Circular Thrift is an online shop that pilots localized ways to advance sustainable consumption. Goldsand started the small business after 30 years in fashion manufacturing and retail where she held a plethora of roles, her most notable being the vice president of Abercrombie and Fitch.
The fashion veteran also discussed what consumers can do to be more sustainable in their fashion choices. She shared that donating and repairing your clothes are great ways to give your garments more life.
“Consumers can support brands focusing on longevity, on classic product design and who appear to be trying hard to be transparent about their challenges and successes in moving to be more sustainable. However, the biggest thing a consumer can do to sustainably participate in fashion and consumerism overall is to buy less stuff and care for what you have,” said Goldsand. “If a consumer isn’t using something that they own, they should pass it along to a friend or find someone who might love it rather than keeping it in the closet.”
Goldsands advice about supporting brands with more ethical practices is great but it isn’t feasible for everyone. Brands that outsource and make their products within the United States can be very expensive. Albertini-Fleurant shared some additional tips on how to sustainably participate in fashion along with some history on how Black communities have always managed to stay fashionable even on a limited income.

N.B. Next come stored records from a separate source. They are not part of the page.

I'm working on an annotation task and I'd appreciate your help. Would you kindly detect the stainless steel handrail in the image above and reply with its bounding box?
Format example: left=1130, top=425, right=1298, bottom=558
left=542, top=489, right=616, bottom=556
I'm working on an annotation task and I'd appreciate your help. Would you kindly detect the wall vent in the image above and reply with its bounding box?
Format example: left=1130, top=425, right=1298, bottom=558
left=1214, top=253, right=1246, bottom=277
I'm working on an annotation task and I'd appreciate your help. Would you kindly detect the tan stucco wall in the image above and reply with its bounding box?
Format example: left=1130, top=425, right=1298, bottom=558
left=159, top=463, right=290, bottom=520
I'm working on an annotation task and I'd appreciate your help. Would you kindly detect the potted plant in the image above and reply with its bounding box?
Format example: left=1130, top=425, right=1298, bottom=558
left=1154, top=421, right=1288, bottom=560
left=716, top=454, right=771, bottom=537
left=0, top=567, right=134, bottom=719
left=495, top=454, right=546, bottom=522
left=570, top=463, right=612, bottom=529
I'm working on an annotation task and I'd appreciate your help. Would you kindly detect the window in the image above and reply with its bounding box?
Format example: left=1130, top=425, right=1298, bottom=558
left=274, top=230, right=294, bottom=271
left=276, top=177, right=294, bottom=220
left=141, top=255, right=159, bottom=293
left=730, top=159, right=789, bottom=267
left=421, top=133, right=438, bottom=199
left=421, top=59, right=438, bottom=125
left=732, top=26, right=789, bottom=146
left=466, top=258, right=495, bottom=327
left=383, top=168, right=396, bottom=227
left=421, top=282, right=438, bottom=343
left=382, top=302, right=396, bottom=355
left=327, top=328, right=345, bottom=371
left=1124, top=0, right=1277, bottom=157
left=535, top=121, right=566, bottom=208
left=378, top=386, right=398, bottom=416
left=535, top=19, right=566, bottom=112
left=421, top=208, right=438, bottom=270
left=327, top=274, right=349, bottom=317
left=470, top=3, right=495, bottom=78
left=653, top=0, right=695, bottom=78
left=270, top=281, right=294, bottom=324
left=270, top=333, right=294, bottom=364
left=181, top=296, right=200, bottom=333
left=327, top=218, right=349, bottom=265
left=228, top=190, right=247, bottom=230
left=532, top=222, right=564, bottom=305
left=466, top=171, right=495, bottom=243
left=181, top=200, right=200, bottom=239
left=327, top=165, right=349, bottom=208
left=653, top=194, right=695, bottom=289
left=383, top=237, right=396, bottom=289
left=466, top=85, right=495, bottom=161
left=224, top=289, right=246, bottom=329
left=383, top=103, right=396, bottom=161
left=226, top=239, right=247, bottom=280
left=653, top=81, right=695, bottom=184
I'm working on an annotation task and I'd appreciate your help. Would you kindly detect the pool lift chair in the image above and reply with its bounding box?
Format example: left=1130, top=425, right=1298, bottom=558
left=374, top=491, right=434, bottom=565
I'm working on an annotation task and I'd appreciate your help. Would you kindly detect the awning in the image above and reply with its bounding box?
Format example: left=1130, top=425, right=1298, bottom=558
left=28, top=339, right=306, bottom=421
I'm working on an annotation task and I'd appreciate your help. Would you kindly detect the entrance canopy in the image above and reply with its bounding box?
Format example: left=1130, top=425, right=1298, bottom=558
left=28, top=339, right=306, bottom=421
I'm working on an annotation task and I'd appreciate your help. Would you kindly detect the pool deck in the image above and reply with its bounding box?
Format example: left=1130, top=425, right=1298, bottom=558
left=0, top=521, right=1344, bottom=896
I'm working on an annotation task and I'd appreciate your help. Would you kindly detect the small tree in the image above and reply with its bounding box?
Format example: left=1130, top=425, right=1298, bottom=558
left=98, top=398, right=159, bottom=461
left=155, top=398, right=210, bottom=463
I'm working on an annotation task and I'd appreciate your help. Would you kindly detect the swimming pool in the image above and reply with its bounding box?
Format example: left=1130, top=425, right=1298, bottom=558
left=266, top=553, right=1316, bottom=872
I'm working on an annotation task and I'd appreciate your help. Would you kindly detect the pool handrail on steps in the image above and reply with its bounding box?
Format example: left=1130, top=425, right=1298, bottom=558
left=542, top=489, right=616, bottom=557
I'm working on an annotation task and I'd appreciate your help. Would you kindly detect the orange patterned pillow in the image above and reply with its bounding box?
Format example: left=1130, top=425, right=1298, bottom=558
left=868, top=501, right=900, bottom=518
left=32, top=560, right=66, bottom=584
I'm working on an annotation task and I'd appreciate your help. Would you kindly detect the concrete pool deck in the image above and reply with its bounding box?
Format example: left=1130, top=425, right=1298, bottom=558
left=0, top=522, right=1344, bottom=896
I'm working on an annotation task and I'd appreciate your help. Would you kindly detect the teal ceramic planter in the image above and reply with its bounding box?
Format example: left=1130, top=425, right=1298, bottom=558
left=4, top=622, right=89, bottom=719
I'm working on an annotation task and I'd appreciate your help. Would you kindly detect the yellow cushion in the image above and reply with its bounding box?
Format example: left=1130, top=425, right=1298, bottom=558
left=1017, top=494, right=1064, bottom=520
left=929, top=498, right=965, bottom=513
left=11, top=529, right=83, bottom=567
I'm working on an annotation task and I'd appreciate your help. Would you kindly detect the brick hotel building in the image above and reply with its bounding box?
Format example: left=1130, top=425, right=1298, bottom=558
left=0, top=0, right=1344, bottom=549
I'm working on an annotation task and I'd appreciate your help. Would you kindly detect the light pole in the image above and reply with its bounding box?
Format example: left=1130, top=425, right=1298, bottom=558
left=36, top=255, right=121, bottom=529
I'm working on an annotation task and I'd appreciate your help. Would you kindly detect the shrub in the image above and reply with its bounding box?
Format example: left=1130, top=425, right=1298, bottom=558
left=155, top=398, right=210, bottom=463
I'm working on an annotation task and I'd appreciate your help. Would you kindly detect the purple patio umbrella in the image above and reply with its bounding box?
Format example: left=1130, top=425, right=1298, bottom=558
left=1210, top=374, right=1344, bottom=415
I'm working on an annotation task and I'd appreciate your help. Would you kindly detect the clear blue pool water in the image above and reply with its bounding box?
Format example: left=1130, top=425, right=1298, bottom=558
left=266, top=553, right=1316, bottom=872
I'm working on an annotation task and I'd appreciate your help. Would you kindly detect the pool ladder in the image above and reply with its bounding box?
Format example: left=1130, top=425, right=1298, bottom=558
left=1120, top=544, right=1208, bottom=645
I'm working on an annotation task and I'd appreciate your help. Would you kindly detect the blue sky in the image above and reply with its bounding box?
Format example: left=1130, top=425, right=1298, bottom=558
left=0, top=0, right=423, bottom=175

“Prior to fast fashion individuals had certain skills that were more useful when making clothing than now. It was a well known skill but life is different and the culture has shifted,” she said. “My great-grandmother wasn’t wealthy but she could sew and she applied that skill to make sure the need for new or repaired clothes was always fulfilled.”
The Black community’s history of being underserved and disadvantaged has put them in the position to be the fast fashion industry’s target audience. The reasonable prices and accessibility appeal to those who are looking to ball on a budget. Albertini-Fleurant noted that she empathizes with those who feel like fast fashion has to be their main source of clothing due to limited funds or sizing options.
“If you have to buy fast fashion because of where you are with your financial situation, if it’s tough for you to find alternatives, or you are plus size and you’re not finding sustainable brands at the thrift store that are size inclusive– that’s real,” Albertini-Fleurant said. “There’s many realities that could put you in the position to buy fast fashion. I don’t want people to feel ashamed or guilty because at the end of the day, it’s such a big issue with so many layers. It’s more than one person’s responsibility to fix this issue. But if you have to buy fast fashion you can be sustainable by being more mindful of your purchases.”